Has Warren Buffet ever been wrong about an investment strategy? It has been proven that today, there are mutual funds that only provide mediocre returns simply due to fees that are too high in addition to excessive trading.
What Buffet believes is that there are too many funds that are expensive, but also mediocre at best. And, these types of funds ultimately cheat the investor.
According to Tim Armour, chairman and chief executive officer of Capital Group, in an article published on CNBC, Buffet could attain better investment returns by simply looking into an S&P 500 passive index fund. You see, Buffet has put $1 million towards charity.
Timothy Armour explained his support of Buffet’s “from the bottom up” investment approach. That approach has been proving profitable now for years. Why? Because of these durable portfolios and the strong analyzing of the companies.
So what should consumers be wary of? Well, the debate of “active versus passive” is one that certainly does not serve investors. What this essentially means is that investments that are passive index investments are full of volatile risks and opportunity costs. The solution? It’s simple. By offering long term investment returns, at low cost, investors can get clients their much needed “safe” path to a rewarding retirement. The bottom line is that index funds expose investors to loss if the market goes down. One upside is that no matter how far down the market gets, it always comes back up. Buffet says there are exceptions to actively managed funds that do worse than the market.

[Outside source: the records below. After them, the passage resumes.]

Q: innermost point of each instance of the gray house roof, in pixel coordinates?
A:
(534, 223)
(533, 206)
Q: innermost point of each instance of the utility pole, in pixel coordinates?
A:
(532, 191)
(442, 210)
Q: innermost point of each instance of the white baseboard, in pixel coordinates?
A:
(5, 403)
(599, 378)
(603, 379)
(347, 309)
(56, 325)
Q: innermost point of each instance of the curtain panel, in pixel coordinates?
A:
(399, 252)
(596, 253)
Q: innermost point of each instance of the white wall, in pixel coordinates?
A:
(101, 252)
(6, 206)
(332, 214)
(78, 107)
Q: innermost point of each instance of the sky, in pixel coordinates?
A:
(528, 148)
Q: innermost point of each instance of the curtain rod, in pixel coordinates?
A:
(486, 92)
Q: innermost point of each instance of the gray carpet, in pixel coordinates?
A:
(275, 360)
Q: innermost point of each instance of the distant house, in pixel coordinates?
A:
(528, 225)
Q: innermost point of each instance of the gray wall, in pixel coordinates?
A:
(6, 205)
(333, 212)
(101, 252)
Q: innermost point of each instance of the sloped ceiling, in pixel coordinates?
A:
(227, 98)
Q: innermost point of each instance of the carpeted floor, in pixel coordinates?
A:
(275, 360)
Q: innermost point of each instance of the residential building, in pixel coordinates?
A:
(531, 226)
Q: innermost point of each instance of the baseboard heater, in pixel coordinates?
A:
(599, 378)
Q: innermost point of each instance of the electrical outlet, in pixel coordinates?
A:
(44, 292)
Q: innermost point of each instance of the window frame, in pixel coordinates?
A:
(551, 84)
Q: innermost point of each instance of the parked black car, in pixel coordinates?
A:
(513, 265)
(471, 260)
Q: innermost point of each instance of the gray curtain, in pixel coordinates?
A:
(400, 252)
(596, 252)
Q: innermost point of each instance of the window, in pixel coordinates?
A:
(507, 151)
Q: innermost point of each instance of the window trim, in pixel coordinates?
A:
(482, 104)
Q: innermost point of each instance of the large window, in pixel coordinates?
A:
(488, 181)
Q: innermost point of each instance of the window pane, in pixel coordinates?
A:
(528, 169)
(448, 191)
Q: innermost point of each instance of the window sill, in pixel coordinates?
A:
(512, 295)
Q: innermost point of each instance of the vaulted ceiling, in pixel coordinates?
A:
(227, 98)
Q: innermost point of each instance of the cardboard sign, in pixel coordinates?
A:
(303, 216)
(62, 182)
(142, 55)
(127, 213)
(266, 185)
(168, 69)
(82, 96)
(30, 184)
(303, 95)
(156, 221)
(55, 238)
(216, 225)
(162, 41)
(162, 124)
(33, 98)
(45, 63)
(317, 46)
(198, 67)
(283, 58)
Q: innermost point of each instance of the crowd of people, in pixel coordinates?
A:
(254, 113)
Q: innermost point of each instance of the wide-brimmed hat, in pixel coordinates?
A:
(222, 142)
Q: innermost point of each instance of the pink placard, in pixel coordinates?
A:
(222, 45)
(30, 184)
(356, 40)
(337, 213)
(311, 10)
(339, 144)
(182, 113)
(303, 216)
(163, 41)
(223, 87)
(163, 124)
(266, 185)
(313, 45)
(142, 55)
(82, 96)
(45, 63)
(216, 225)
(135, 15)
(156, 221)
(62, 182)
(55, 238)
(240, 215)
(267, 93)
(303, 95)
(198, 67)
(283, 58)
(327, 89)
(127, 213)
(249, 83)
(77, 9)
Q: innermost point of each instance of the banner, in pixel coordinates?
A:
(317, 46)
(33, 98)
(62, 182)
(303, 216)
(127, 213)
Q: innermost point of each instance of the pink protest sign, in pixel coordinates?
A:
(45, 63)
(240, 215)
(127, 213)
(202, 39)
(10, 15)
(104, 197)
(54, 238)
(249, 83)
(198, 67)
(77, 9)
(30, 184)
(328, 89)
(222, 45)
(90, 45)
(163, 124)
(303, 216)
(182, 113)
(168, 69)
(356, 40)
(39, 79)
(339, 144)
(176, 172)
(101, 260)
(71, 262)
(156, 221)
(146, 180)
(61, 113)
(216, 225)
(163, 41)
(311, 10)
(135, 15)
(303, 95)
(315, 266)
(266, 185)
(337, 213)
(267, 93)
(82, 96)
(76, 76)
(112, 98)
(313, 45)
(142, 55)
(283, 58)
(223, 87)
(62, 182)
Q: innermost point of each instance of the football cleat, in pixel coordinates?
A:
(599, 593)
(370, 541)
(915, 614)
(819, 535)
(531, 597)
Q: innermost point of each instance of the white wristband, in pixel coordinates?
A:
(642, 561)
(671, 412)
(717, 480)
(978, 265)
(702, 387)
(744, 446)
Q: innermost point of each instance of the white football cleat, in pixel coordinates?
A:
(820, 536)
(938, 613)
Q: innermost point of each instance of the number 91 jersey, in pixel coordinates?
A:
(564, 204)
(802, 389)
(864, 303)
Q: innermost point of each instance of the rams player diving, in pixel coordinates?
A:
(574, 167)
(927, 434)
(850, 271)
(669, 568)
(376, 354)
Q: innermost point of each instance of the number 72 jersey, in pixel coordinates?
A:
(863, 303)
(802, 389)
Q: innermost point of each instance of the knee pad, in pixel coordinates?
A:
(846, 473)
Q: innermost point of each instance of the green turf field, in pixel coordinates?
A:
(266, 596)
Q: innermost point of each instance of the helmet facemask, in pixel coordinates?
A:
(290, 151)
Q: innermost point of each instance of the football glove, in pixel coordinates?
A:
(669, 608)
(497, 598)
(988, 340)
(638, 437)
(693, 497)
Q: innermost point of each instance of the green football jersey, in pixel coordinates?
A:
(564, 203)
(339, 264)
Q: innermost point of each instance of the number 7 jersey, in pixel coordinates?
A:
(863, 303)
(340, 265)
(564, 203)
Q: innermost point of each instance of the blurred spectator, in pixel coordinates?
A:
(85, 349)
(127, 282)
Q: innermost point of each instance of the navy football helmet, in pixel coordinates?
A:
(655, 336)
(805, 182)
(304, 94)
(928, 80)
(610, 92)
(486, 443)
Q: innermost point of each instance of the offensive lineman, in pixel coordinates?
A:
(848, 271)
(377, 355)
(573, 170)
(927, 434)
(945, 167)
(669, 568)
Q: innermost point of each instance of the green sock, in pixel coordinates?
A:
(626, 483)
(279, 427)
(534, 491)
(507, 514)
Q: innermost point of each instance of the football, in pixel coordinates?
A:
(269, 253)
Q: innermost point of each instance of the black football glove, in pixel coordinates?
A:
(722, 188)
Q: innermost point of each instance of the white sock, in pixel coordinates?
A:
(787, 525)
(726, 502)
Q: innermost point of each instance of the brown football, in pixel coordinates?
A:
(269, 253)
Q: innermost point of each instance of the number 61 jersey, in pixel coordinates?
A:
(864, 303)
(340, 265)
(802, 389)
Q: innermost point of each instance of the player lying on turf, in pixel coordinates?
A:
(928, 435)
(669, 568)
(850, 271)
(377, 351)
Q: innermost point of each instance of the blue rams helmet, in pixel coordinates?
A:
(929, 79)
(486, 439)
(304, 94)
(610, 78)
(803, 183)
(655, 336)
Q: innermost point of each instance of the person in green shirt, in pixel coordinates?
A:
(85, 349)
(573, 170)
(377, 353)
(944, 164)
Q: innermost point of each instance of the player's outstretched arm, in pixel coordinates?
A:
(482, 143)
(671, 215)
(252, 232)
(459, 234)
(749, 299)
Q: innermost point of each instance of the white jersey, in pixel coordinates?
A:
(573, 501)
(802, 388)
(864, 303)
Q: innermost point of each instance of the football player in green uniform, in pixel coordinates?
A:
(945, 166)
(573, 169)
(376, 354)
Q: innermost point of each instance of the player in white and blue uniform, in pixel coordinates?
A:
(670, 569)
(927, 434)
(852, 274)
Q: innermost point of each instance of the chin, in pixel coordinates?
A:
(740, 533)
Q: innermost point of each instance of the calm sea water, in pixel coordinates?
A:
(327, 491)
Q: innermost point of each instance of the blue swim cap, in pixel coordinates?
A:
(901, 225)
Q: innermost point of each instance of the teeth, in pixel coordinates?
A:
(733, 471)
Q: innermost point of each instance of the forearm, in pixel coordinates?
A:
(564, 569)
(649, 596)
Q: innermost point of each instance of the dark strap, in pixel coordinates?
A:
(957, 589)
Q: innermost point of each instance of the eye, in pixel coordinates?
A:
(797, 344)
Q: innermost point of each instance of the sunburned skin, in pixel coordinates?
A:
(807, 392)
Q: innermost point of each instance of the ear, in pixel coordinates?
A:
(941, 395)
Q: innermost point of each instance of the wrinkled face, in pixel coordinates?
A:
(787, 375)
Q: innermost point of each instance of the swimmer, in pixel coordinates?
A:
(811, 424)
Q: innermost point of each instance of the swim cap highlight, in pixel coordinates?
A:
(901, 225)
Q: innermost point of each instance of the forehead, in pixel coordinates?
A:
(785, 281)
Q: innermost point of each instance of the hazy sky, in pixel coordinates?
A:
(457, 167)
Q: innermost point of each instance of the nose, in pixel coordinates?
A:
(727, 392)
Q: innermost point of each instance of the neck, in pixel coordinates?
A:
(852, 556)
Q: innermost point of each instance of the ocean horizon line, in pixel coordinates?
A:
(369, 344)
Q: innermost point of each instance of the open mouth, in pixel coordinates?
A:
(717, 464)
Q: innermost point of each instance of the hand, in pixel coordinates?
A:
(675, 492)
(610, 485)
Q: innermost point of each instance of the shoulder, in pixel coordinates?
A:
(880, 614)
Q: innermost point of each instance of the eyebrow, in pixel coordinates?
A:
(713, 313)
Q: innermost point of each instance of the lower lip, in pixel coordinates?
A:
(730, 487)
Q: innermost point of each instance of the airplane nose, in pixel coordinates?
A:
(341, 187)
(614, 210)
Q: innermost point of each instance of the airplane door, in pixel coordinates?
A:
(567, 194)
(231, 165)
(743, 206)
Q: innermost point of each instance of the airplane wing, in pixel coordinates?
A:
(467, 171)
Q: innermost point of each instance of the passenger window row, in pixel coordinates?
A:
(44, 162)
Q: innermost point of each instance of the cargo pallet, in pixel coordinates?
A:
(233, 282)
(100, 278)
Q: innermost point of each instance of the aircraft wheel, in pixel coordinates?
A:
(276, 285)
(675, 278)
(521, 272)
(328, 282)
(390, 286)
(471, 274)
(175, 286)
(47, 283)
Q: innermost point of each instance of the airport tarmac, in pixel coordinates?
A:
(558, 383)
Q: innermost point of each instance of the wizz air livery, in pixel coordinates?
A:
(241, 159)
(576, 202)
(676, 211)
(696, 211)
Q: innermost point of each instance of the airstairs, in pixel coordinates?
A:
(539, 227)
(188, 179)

Armour’s Capital Group is also the home of American Funds. It is considered to be one of the largest investment managers in the world. He became a Board Chairman in 2015 and works with other senior firm members to communicate set Capital business strategies, while also overseeing the company operations.Armour has extensive experience in investing, where he served previously as an Equity Investment Analyst with Capital which had him covering global telecommunications and U.S. service companies.